Evolutionary-based association analysis using haplotype data



Association studies, both family-based and population-based, can be powerful means of detecting disease-liability alleles. To increase the information of the test, various researchers have proposed targeting haplotypes. The larger number of haplotypes, however, relative to alleles at individual loci, could decrease power because of the additional degrees of freedom required for the test. An optimal strategy would focus the test on particular haplotypes or groups of haplotypes, much as is done with cladistic-based association analysis. First suggested by Templeton et al. ([1987] Genetics 117:343–351), such analyses use the evolutionary relationships among haplotypes to produce a limited set of hypothesis tests and to increase the interpretability of these tests. To more fully utilize the information contained in the evolutionary relationships among haplotypes and in the sample, we propose generalized linear models (GLM) for the analysis of data from family-based and population-based studies.
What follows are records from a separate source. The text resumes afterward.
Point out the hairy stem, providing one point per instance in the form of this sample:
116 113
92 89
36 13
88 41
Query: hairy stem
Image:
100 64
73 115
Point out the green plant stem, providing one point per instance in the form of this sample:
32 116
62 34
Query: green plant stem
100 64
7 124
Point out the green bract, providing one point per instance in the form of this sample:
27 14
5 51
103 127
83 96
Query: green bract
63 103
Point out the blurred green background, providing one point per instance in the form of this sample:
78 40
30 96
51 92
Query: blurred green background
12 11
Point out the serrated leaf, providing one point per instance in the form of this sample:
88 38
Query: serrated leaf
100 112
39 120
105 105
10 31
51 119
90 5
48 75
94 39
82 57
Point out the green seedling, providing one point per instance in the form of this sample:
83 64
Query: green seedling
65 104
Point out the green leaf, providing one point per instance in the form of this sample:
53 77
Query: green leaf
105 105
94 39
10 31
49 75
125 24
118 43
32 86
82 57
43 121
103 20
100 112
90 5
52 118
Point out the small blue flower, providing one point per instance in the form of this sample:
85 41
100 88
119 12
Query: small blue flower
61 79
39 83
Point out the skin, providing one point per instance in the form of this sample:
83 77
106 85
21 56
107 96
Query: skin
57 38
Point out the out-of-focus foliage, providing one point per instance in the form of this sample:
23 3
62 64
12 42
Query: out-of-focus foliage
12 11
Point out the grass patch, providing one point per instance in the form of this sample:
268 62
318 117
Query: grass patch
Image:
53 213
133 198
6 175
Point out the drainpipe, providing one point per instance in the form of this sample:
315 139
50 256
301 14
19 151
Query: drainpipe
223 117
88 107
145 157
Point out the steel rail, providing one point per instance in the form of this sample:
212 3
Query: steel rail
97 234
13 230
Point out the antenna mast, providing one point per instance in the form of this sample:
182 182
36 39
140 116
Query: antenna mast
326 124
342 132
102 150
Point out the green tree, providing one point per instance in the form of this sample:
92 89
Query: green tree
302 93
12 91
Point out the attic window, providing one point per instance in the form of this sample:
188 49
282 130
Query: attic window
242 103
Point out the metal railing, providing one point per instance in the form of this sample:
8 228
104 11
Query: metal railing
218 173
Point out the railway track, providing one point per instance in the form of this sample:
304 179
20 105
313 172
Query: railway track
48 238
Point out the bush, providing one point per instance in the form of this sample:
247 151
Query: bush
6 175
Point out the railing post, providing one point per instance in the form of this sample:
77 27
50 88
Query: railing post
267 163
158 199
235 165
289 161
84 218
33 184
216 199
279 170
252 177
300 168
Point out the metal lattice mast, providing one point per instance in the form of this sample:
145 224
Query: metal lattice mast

These models fully account for haplotype phase ambiguity and allow for covariates. The models are encoded into a software package (the Evolutionary-Based Haplotype Analysis Package, EHAP), which also provides for various kinds of exploratory data analysis. The exploratory analyses, such as error checking, estimation of haplotype frequencies, and tools for building cladograms, should facilitate the implementation of cladistic-based association analysis with haplotypes. Genet Epidemiol 25:48–58, 2003. © 2003 Wiley-Liss, Inc.